The Bank of Canada raised interest rates three times between July 2017 and January 2018 while, at the time of the last hike, markets were betting heavily that policymakers would pull off a total of three interest rate rises before year-end.
Since then things have changed and now pricing in interest rate derivatives markets suggests investors expect only one more move this year, and that they are unsure of when it will come. Strategists have given up calling for a rate hike in April and their forecasts are now increasingly converging on the July meeting.
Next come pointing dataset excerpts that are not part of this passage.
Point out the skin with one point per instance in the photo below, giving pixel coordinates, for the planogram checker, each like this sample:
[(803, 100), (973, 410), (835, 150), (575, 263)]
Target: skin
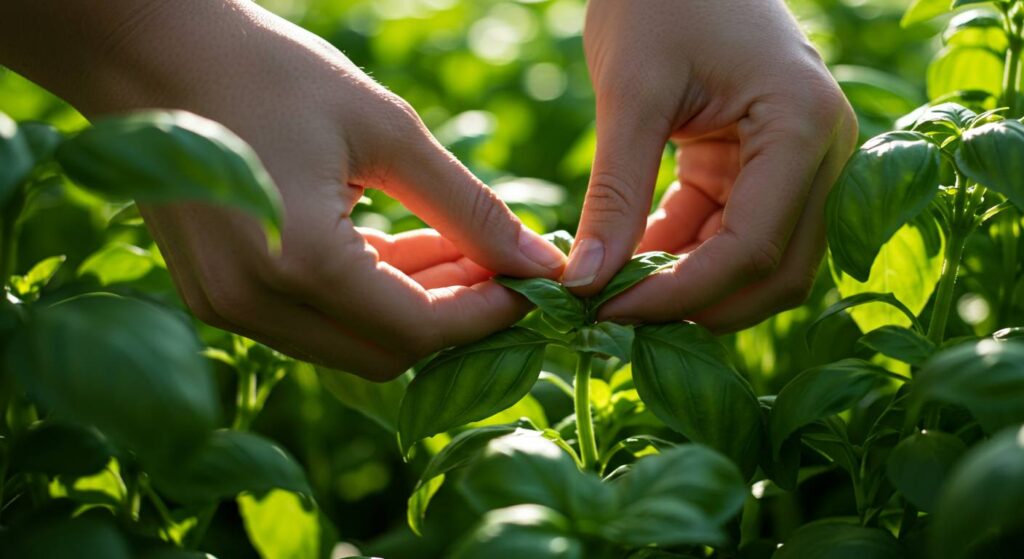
[(355, 300), (762, 131)]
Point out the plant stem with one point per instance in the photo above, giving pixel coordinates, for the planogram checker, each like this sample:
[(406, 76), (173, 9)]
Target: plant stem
[(585, 423), (960, 227), (246, 400)]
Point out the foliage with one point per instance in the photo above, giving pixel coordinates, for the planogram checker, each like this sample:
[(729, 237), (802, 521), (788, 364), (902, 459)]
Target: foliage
[(882, 419)]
NAFTA risks have no doubt contributed to the deterioration of expectations for Canadian interest rates although a slower pace of economic growth has also played a substantial role. Data showed in March that the Canadian economy contracted in January, for the second time since the BoC began raising rates last July, which has had an impact on economist expectations for growth in the first quarter overall.
Markets are increasingly looking for growth of between 1% and 1.5% on an annualised basis for the three months to the end of March, although the Bank of Canada has been looking for GDP growth of 2.5%, which suggests the monetary policy meeting on April 10 may see fresh downgrades to the BoC's growth forecasts and some dovish commentary on the outlook for monetary policy.
However, all of that said, currency strategists are increasingly forecasting substantial upside for the Canadian Dollar if negotiators reach a deal to preserve the NAFTA pact. The Loonie has fallen by 2% against the US Dollar in 2018, by more than 6% against the Pound and nearly 5% relative to the Euro. It could convert these losses into a 7% gain if negotiators are succesful in coming weeks.